The latest research from Gartner reveals the five major trends that are shaping the evolution of analytics and business intelligence (BI).
“As intelligence is at the core of all digital businesses, IT and business leaders continue to make analytics and BI their top innovation investment priority,” says Jim Hare, research vice-president at Gartner. “This Hype Cycle helps data and analytics leaders make the transition to augmented analytics, to build a digital culture and operationalising and scaling analytics initiatives.”

Hype Cycle for Analytics and Business Intelligence, 2019

The five key trends are:
1. Augmented Analytics
Augmented analytics uses machine learning to automate data preparation, insight discovery, data science, and machine learning model development and insight sharing for a broad range of business users, operational workers and citizen data scientists.
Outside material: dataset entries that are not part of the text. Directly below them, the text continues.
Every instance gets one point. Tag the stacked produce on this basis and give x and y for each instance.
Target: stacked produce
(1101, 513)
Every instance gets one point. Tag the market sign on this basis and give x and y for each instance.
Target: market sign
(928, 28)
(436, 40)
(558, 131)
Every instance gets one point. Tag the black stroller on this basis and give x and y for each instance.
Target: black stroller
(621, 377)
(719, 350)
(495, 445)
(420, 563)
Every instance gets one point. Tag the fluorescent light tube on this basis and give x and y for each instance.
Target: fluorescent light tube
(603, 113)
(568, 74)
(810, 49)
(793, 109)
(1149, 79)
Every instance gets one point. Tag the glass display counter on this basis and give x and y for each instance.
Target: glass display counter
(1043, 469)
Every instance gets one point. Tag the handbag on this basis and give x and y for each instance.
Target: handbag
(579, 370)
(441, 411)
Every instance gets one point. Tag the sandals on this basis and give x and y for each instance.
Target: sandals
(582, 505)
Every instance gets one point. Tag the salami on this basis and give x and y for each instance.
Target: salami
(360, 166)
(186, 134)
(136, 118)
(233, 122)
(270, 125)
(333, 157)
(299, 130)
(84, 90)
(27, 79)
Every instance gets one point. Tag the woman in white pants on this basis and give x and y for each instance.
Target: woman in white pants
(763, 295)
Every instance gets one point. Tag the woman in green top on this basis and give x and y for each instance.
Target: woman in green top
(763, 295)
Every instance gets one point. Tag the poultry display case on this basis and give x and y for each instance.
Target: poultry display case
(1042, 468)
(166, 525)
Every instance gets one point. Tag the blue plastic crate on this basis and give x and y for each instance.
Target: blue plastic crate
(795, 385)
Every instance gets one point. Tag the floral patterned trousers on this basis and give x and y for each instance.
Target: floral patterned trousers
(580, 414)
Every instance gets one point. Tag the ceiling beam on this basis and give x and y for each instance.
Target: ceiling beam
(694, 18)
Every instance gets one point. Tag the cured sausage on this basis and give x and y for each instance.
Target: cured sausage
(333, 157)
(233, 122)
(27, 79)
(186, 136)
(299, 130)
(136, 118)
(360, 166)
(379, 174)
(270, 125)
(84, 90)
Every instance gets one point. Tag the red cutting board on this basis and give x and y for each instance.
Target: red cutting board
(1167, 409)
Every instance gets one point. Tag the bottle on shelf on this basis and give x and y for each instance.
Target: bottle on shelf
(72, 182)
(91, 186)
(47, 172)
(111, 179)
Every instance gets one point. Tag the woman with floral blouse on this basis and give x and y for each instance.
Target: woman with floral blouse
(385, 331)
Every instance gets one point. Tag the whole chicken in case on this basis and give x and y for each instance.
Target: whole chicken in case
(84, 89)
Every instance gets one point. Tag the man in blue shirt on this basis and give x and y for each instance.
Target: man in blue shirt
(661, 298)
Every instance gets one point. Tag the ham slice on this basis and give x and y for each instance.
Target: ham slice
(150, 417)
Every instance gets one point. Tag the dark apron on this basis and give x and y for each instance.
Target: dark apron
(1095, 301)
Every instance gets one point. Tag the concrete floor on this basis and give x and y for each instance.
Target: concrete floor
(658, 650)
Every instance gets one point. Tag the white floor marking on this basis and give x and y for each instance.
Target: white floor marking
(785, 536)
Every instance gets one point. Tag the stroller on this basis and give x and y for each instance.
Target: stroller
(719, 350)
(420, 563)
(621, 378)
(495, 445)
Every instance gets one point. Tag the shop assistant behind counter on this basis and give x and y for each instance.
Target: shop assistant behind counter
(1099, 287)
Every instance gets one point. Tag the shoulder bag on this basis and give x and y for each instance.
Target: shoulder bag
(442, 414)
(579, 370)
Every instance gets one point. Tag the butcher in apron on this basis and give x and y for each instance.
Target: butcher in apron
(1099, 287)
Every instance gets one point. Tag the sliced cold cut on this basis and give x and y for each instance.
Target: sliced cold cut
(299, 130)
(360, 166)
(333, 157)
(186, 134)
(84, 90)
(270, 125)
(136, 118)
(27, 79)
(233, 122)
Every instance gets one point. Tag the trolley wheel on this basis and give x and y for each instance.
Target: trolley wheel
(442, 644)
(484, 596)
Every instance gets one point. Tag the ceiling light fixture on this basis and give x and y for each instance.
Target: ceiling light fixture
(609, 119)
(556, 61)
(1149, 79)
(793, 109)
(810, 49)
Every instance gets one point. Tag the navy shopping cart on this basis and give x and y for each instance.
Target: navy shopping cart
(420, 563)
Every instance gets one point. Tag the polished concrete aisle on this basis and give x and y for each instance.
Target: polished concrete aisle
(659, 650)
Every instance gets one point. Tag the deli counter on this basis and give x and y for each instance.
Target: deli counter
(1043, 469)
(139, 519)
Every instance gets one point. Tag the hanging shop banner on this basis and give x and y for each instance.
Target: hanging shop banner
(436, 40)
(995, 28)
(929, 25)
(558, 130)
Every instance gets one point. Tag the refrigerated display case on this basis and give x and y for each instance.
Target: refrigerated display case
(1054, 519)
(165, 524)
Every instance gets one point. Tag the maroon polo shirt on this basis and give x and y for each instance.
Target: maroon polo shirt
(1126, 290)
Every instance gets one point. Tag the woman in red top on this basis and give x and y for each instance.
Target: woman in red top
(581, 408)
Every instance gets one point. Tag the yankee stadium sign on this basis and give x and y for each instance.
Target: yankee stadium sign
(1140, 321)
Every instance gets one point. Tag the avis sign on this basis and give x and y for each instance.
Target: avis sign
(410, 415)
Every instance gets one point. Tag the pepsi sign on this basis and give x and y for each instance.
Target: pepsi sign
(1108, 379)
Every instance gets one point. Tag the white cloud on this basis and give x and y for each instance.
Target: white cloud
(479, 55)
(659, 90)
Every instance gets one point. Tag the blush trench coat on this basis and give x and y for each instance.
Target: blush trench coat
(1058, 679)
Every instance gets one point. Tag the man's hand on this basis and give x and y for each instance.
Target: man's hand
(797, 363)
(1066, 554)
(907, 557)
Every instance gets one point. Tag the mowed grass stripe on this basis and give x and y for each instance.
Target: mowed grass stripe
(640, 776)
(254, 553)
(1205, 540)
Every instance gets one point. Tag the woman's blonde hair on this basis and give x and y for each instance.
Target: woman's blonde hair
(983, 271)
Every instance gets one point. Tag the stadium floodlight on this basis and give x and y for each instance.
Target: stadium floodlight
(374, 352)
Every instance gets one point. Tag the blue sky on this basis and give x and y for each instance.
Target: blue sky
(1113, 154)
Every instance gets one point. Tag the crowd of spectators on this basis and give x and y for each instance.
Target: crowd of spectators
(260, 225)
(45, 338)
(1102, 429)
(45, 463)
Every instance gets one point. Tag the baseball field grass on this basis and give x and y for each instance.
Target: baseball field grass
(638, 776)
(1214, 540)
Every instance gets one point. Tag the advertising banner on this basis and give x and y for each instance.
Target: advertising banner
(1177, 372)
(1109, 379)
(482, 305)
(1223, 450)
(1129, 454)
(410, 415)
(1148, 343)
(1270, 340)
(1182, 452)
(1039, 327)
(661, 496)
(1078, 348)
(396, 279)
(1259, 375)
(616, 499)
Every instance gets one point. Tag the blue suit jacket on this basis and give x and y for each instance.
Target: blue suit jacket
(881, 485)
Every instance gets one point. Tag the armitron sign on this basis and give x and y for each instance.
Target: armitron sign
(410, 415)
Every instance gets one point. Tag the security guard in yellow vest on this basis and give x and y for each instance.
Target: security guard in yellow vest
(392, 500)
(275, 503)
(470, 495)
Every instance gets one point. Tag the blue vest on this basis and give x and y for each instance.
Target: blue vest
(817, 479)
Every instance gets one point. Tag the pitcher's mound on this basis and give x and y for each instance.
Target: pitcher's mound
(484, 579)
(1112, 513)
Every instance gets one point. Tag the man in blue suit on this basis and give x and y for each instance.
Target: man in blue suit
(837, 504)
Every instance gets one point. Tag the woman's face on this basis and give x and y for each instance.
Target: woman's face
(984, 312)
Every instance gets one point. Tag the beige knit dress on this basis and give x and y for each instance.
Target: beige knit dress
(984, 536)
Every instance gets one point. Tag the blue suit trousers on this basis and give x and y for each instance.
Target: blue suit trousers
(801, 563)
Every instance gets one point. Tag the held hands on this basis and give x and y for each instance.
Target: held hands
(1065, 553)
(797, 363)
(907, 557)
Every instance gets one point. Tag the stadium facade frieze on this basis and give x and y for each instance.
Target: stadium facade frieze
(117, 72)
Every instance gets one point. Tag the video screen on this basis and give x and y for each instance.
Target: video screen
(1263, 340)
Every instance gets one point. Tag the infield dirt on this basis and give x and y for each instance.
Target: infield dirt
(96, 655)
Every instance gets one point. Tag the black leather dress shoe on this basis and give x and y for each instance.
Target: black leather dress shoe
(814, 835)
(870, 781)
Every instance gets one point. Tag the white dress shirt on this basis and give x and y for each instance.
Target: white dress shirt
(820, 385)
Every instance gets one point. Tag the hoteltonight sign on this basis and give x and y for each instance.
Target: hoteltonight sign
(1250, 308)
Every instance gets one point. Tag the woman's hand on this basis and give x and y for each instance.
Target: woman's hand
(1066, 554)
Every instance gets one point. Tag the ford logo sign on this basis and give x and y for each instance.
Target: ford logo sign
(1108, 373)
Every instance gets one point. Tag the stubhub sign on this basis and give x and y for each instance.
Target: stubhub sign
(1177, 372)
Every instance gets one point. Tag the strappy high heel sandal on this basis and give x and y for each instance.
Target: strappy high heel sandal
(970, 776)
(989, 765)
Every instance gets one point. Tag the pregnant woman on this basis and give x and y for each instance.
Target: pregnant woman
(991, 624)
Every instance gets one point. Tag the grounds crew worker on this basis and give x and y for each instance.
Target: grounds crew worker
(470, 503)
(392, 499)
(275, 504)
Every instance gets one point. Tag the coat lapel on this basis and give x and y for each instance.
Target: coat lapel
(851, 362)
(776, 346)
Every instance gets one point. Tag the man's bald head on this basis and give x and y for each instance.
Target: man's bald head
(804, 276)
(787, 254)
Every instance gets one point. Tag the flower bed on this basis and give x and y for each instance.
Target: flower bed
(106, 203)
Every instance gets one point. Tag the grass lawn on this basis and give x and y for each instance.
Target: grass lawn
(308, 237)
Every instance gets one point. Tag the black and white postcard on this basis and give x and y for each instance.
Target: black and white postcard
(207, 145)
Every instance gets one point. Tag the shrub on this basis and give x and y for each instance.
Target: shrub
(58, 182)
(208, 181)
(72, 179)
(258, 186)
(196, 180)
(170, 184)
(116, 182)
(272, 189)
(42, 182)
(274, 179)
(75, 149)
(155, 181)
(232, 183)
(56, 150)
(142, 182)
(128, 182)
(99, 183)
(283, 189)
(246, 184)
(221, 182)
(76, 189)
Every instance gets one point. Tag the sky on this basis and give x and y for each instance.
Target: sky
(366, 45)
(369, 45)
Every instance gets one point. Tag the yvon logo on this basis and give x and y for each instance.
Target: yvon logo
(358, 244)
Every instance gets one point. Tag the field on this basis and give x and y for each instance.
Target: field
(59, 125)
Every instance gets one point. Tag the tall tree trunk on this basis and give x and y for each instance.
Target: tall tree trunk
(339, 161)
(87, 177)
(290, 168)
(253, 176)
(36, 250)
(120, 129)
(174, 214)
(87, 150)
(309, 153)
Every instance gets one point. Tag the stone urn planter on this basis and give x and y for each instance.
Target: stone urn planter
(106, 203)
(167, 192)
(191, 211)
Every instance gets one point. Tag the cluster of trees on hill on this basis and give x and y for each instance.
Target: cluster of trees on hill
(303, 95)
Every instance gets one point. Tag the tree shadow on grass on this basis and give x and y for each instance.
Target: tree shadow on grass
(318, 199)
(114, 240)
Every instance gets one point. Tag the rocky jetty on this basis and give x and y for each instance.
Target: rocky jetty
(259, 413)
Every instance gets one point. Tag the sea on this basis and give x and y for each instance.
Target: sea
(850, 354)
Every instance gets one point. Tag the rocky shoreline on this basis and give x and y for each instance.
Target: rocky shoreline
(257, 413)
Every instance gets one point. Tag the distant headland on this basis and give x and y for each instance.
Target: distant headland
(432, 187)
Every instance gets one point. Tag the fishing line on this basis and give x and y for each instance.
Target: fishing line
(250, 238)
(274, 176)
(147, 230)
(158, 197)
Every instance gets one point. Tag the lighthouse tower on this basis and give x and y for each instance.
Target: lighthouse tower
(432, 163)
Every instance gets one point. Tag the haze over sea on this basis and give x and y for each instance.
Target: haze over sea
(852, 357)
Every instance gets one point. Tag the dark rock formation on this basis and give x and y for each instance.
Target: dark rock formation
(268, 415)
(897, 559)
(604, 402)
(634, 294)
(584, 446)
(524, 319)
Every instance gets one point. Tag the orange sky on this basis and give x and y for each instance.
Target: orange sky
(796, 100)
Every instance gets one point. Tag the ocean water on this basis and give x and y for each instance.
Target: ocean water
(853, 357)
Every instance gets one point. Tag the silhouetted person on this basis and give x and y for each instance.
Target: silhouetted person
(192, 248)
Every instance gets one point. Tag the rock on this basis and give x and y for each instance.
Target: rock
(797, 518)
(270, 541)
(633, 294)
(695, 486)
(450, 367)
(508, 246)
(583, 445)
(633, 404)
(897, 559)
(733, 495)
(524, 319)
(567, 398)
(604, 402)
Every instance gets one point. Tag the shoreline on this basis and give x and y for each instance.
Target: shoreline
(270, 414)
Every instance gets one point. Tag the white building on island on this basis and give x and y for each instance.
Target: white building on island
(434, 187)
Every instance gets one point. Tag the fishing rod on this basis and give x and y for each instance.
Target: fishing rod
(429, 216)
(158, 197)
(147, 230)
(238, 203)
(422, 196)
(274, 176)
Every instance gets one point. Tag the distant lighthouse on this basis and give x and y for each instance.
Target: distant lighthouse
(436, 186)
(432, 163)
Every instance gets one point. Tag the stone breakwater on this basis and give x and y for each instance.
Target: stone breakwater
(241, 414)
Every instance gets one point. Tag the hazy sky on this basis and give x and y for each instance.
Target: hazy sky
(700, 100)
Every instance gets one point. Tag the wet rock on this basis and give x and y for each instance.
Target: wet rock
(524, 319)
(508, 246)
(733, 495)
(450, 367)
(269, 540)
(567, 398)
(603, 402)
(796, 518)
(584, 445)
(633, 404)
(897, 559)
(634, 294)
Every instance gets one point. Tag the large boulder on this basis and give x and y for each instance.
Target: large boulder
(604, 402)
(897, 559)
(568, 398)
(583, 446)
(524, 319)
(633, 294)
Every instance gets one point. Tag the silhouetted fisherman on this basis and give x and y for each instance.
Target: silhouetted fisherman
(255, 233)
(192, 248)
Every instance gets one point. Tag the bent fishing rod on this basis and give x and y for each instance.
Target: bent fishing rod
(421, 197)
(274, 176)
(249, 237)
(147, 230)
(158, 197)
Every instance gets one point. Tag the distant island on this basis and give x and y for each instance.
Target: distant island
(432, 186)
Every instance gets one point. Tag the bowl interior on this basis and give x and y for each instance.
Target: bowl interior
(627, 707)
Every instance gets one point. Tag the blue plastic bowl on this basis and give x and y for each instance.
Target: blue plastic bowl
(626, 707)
As it matures, augmented analytics will become a key feature of modern analytics platforms. It will deliver analysis to everyone in an organisation in less time, with less of a requirement for skilled users, and with less interpretative bias than current manual approaches. As the technology develops, there will be more citizen data scientists. Gartner predicts that, by 2020, citizen data scientists will surpass data scientists in the amount of advanced analysis they produce, largely due to the automation of data science tasks.
2. Digital Culture
Developing an effective digital culture may be the first and most important step an organisation takes in its digital transformation journey. “Data literacy, digital ethics, privacy, enterprise and vendor data-for-good initiatives encompass digital culture,” says Hare.
Any organisation that aims to derive value from data and is on its journey towards digital transformation must focus on developing data literacy. Gartner analysts expect data literacy to impact all employees by becoming not just a business skill, but a critical life skill.
Concerned by the rise of artificial intelligence (AI), digital society and “fake news,” individuals, organisations and governments are increasingly interested in digital ethics. Data and analytics (D&A) leaders should sponsor discussions about digital ethics to ensure information and technology is used ethically to gain and retain the trust of employees, customers and partners.
Gartner predicts that, by 2023, 60% of organisations with more than 20 data scientists will require a professional code of conduct incorporating ethical use of D&A.
3. Relationship Analytics
The emergence of relationship analytics highlights the growing use of graph, location and social analytical techniques to understand how different entities of interest — people, places and things — are connected. Analysing unstructured, constantly changing data can provide users information and context about associations in a network and deeper insights that improve the accuracy of predictions and decision-making.
Many of the highest value applications are focused on discovery, where the questions to be answered are not known in advance. For example, relationship analytics based on graph techniques can identify illegal behavior and criminal activity. By analysing formal and informal networks of people, law enforcement agencies can identify money laundering and other criminal activities. It becomes easier for them to distinguish between malignant and benign behavior within networks.
4. Decision Intelligence
D&A leaders draw on a wealth of data from ecosystems that are in constant motion. This requires them to use a multitude of techniques to manage data effectively. The unpredictability of the outcomes of today’s decision models often stems from an inability properly to capture and account for the uncertainty factors linked to these models’ “behavior” in a business context. Decision intelligence provides a framework that brings together traditional and advanced techniques to design, model, align, execute, monitor and tune decision models.
5. Operationalising and Scaling
The number of use cases at the core of a business, on its edges and beyond is exploding. More people want to engage with data, and more interactions and processes need analytics in order to automate and scale. Analytics services and algorithms are increasingly activated whenever and wherever they are needed. Whether to justify the next big strategic move or to optimise millions of transactions and interactions gradually, analytics tools and the data that powers them are showing up in places where they rarely existed before. This is adding a whole new dimension to the concept of “analytics everywhere.”